Do retrieval heads speak the same language?

This project analyzes retrieval heads in multilingual LLMs using Needle-in-a-Haystack tasks across English, German, and Chinese. We find that strong retrieval heads are largely language-agnostic and critical for performance. Masking them leads to significant accuracy drops, offering insights for optimizing KV caching and multilingual model efficiency.

Project Summary

1. Introduction

This project investigates retrieval heads in multilingual LLMs. Retrieval heads are attention heads responsible for pulling relevant information from long contexts. We extend existing mechanistic analyses to multilingual settings and show that:

  • 30–40% of retrieval heads are language-specific.
  • Strong retrieval heads tend to be language-agnostic.
  • Masking top retrieval heads significantly degrades model performance.

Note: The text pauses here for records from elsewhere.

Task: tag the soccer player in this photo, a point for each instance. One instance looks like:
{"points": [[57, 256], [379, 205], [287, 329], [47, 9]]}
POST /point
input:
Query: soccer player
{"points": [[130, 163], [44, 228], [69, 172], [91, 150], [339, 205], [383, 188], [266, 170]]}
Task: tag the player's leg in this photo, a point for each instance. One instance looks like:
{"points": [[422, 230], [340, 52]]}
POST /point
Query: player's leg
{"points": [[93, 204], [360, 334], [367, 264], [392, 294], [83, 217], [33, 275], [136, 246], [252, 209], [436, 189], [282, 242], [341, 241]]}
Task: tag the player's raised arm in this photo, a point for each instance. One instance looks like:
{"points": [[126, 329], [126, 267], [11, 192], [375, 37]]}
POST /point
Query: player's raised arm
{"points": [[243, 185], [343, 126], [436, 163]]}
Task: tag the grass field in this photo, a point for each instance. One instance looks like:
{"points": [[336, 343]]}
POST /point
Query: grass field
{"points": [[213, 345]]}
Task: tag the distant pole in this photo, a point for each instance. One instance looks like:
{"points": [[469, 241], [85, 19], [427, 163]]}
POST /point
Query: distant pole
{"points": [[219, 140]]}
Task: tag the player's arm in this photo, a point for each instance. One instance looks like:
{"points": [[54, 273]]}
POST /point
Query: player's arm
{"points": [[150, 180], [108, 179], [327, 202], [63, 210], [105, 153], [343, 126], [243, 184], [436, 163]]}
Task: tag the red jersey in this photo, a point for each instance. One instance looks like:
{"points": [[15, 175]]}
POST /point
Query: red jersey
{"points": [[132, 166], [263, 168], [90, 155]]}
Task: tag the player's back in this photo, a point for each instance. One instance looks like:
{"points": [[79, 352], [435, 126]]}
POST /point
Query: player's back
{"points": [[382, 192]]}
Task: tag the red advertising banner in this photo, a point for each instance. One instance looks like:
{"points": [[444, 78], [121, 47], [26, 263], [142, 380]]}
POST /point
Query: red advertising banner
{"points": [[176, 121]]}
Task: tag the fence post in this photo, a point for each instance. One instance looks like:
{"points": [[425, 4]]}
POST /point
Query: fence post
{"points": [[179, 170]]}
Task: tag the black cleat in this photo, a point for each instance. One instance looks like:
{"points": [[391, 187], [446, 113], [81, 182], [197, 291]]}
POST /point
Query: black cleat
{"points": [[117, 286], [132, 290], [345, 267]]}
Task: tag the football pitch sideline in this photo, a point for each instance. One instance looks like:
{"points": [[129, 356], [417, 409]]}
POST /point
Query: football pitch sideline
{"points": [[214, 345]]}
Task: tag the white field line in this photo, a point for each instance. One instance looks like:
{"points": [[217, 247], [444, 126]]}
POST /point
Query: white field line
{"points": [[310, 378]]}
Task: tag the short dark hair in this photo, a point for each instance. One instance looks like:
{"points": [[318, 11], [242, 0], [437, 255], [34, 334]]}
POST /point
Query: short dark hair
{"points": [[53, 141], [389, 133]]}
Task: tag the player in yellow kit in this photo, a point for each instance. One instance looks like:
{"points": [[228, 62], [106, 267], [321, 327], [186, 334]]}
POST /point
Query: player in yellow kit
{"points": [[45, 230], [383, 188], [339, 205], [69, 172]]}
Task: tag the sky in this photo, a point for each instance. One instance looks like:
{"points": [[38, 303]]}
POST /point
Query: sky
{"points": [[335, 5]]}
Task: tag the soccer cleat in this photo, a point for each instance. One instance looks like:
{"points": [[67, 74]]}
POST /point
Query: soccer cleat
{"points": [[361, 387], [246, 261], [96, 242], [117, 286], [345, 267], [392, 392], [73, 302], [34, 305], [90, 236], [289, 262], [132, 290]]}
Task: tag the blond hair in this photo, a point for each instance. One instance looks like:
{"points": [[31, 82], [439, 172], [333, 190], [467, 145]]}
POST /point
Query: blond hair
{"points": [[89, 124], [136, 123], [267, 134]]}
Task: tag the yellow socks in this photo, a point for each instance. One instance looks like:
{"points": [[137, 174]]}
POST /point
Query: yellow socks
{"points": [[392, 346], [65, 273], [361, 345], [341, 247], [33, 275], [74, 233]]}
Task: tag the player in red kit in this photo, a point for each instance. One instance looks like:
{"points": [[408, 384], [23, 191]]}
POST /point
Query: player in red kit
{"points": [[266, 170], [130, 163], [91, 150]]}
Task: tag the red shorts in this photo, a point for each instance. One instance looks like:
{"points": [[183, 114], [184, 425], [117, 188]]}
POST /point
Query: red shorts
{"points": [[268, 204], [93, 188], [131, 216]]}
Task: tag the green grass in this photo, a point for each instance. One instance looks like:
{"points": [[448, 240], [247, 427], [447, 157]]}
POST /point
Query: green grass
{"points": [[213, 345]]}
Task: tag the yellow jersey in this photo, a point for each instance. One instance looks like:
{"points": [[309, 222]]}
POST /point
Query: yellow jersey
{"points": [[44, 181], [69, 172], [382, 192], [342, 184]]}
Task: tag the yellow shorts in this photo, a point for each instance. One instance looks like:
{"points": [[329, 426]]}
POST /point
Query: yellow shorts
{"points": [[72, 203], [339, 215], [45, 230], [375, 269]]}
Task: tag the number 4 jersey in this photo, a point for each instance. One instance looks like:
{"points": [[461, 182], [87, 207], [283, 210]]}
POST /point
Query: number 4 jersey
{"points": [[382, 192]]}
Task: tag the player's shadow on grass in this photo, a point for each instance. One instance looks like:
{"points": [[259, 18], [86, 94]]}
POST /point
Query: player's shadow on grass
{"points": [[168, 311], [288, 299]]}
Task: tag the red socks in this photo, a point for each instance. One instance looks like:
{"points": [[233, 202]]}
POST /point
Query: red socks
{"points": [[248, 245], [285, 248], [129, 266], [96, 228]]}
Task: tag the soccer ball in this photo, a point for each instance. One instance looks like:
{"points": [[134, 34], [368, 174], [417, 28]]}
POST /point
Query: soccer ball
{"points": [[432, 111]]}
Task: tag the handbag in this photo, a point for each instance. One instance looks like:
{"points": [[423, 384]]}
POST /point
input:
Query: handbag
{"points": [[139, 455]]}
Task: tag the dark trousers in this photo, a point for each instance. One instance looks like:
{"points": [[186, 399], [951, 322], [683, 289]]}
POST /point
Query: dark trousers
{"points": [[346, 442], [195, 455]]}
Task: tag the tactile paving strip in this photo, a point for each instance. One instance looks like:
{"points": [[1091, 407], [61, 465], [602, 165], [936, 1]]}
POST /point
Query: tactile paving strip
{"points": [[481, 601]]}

Our findings offer insights for KV-cache pruning and multilingual model optimization.

2. Related Work

We build on work that identifies induction, suppression, and retrieval heads in monolingual models. Prior multilingual studies reveal latent English-centric behavior in many models. We unify these directions to analyze how retrieval heads behave across languages and translation tasks.

3. Experimental Setup

We use the Needle-in-a-Haystack (NIAH) task to locate retrieval heads in Qwen-2.5-3B and Phi-3.5-Mini LLMs. NIAH consists of a long context (haystack), a query, and a needle (answer). We calculate retrieval scores as:

|gh ∩ k| / |k|

We extend this to multilingual setups using translated haystacks from Wikipedia dumps and evaluate across English, German, and Chinese.

Figure 1 shows retrieval accuracy drop in German. Figure 2 illustrates the multilingual NIAH setup.

4. Results

We categorize retrieval heads by their overlap across languages, their strength, and their placement in the transformer. Key findings include:

Finding 1: Language-Agnostic vs Specific Heads

Only 40–70% of retrieval heads are shared across all three languages.

Shared heads dominate strong retrieval behavior. Language-specific heads appear in later transformer layers. Top: Qwen 2.5-3B-Instruct, Bottom: Phi 3.5-3B-MiniInstruct

Finding 2: Strength Correlates with Generality

Strong heads (retrieval score ≥ 0.5) tend to be shared across languages. Weaker heads are often language-specific.

Finding 3: Retrieval Head Similarity Tracks Language Distance

The difference in ranks of retrieval heads is more pronounced for weaker, language-specific attention heads. Top: Qwen 2.5-3B-Instruct, Bottom: Phi 3.5-3B-MiniInstruct
Higher correlation between English-German vs English-Chinese retrieval heads.

Finding 4: Retrieval + Translation Fails in Hybrid Tasks

When haystack and needle are in English but response is expected in Chinese, Qwen-2.5 fails to activate retrieval heads. This suggests current methods don’t generalize well to retrieval-translation tasks.

Finding 5: Masking Top Retrieval Heads Degrades All Languages

ROUGE scores drop more when language-agnostic heads are masked compared to language-specific heads.

5. Conclusion and Future Work

We find that strong retrieval heads tend to be language-agnostic and essential across tasks. These insights can guide KV-caching and pruning strategies in multilingual systems. Future work should explore how retrieval heads emerge during training and how to adapt retrieval-translation experiments to better reflect real-world QA settings.